Dialect translation: integrating Bayesian co-segmentation models with pivot-based SMT

  • Authors:
  • Michael Paul;Andrew Finch;Paul R. Dixon;Eiichiro Sumita

  • Affiliations:
  • National Institute of Information and Communications Technology, Kyoto, Japan;National Institute of Information and Communications Technology, Kyoto, Japan;National Institute of Information and Communications Technology, Kyoto, Japan;National Institute of Information and Communications Technology, Kyoto, Japan

  • Venue:
  • DIALECTS '11 Proceedings of the First Workshop on Algorithms and Resources for Modelling of Dialects and Language Varieties
  • Year:
  • 2011

Quantified Score

Hi-index 0.00

Visualization

Abstract

Recent research on multilingual statistical machine translation (SMT) focuses on the usage of pivot languages in order to overcome resource limitations for certain language pairs. This paper proposes a new method to translate a dialect language into a foreign language by integrating transliteration approaches based on Bayesian co-segmentation (BCS) models with pivot-based SMT approaches.

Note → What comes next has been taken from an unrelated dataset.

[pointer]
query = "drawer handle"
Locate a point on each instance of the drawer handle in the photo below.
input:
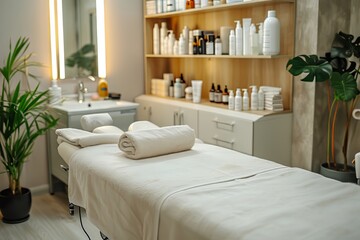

The advantages of the proposed method with respect to standard SMT approaches are three fold: (1) it uses a standard language as the pivot language and acquires knowledge about the relation between dialects and the standard language automatically, (2) it reduces the translation task complexity by using monotone decoding techniques, (3) it reduces the number of features in the log-linear model that have to be estimated from bilingual data. Experimental results translating four Japanese dialects (Kumamoto, Kyoto, Okinawa, Osaka) into four Indo-European languages (English, German, Russian, Hindi) and two Asian languages (Chinese, Korean) revealed that the proposed method improves the translation quality of dialect translation tasks and outperforms standard pivot translation approaches concatenating SMT engines for the majority of the investigated language pairs.